Isn’t it the happiness that counts? Don’t we make the revolution in the name of happiness? ? The peasants’ and sub-proletariats’ condition could express, in the persons who lived it, a certain real happiness. Today – with economic development – this happiness has been lost. This means that that economic development is by no means revolutionary, even when it is reformist. It only gives us anguish, anxiety. In our days, there are adults of my age feckless enough to think that it is better to be serious   (quasi tragic) with which the e « cascherino », with his long ha ir and little moustache, carries his package enveloped with plastic, than to have the “infantile” joy of the past. They believe that to prefer the serious to laughter is a virile means of confronting  life.
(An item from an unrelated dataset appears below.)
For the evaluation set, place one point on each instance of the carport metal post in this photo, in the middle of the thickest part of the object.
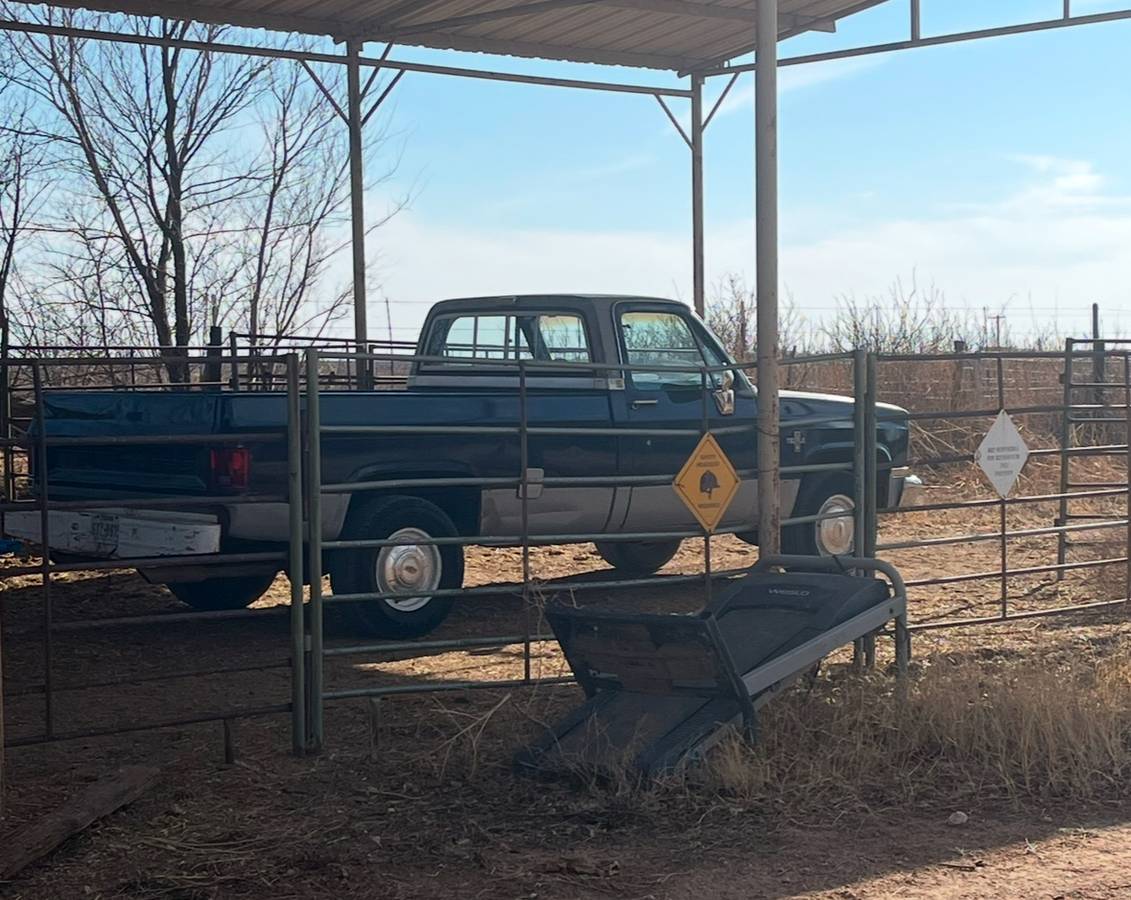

In reality, these are vampires happy to see that their innocent victims have become vampires too. To be serious, to be dignified, are  horrible tasks that the petit bourgeoisie imposes on itself, and the petit bourgeoisie are thus happy to see to it that the children of the people are also serious and dignified.  It never crosses their minds that this is a true degredation, that the children of the people are sad because they have become conscious of their social inferiority, given that their values and cultural models have been destroyed."
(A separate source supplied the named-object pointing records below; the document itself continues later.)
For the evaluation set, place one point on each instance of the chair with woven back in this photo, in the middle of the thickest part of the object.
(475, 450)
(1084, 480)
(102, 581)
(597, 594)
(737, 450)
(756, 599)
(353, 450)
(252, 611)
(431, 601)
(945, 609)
Pasolini famously said that in the struggle between the cops and the students on campus, he was for the cops, as they were the authentic children of the people – a statement as shocking in 1969 as Hurston’s statement that Brown vs. Board of Education was due to a “whine” among certain Negros who wanted to be white. Somehow, I think the political impulse in both cases came from something deeper than Hurston’s personal hurt from neglect by certain of the privileged tenth.